When the school district was divided into five precincts, Rosen said, “this gave Mrs. Nguyen the option of choosing a district in which she could run in 2020.”

The precinct system is meant to provide residents a chance to represent their own neighborhoods.

Rosen said Nguyen needed to rent out rooms in her “spacious” Area 1 home due to business losses during the coronavirus crisis. She decided to look “for housing in the (precinct) that would be compatible with her reduced budgetary capacity,” Rosen wrote.

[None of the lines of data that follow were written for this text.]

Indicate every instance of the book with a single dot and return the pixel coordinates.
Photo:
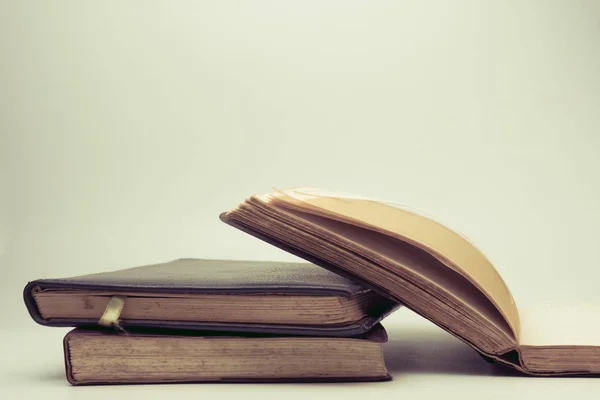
(427, 267)
(105, 357)
(219, 295)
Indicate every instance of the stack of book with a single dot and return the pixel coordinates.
(194, 320)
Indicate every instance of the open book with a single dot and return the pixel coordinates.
(428, 267)
(215, 295)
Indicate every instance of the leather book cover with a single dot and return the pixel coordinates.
(230, 277)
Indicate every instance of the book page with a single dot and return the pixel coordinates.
(449, 247)
(560, 325)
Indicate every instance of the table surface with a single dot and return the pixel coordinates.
(423, 360)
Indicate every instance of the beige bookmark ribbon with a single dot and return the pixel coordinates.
(110, 318)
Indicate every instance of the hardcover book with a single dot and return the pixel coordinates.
(95, 356)
(429, 268)
(217, 295)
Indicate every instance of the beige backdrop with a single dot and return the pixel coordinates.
(127, 127)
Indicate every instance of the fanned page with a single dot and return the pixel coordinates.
(445, 244)
(430, 268)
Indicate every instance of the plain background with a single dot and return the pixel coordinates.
(127, 127)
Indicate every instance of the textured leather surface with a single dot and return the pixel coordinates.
(219, 276)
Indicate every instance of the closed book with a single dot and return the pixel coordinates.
(95, 356)
(217, 295)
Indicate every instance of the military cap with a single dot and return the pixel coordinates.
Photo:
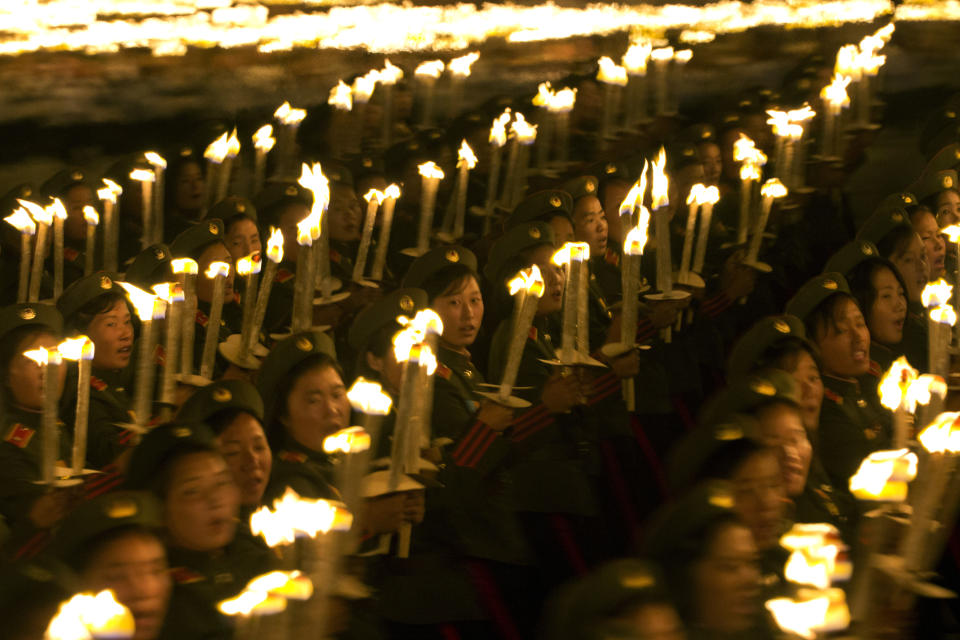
(62, 180)
(151, 266)
(27, 314)
(512, 243)
(192, 242)
(159, 445)
(384, 312)
(850, 255)
(815, 291)
(95, 518)
(543, 205)
(436, 259)
(762, 336)
(219, 396)
(232, 207)
(86, 289)
(931, 184)
(581, 187)
(882, 222)
(287, 355)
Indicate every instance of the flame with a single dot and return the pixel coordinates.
(91, 216)
(883, 475)
(263, 139)
(430, 170)
(341, 96)
(349, 440)
(275, 246)
(430, 69)
(249, 264)
(22, 221)
(461, 66)
(465, 156)
(184, 265)
(292, 516)
(368, 397)
(636, 58)
(835, 93)
(610, 72)
(773, 188)
(659, 185)
(529, 280)
(86, 615)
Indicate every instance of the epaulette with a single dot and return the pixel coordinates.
(20, 435)
(832, 395)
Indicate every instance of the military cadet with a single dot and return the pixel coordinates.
(96, 306)
(180, 464)
(852, 422)
(114, 542)
(27, 506)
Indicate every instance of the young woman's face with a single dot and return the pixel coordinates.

On Aug. 3, Rosen said, just as she was planning to move into the Pinehurst address, the Orange County Registrar of Voters office informed her that the house was not in the Westminster district.

“Mrs. Nguyen was shocked,” the letter reads. “Luckily, she had made plans for a backup room at an address on Pacheco.”

Power, who is an attorney, countered that Nguyen registered to vote “under penalty of perjury” using the Pinehurst address. “It’s asking for a current address, not a future address,” he said.

Power made the motion to write a letter to the DA’s office.

“How are we demonstrating to the community that we take this seriously?” Power said, pointing out that seven years prior, trustee Andrew Nguyen resigned under suspicion that he had used an incorrect address.

However, trustee Khanh Nguyen said that residents had already approached Spitzer about an investigation, so the district did not need to “spend resources” further pursuing the matter.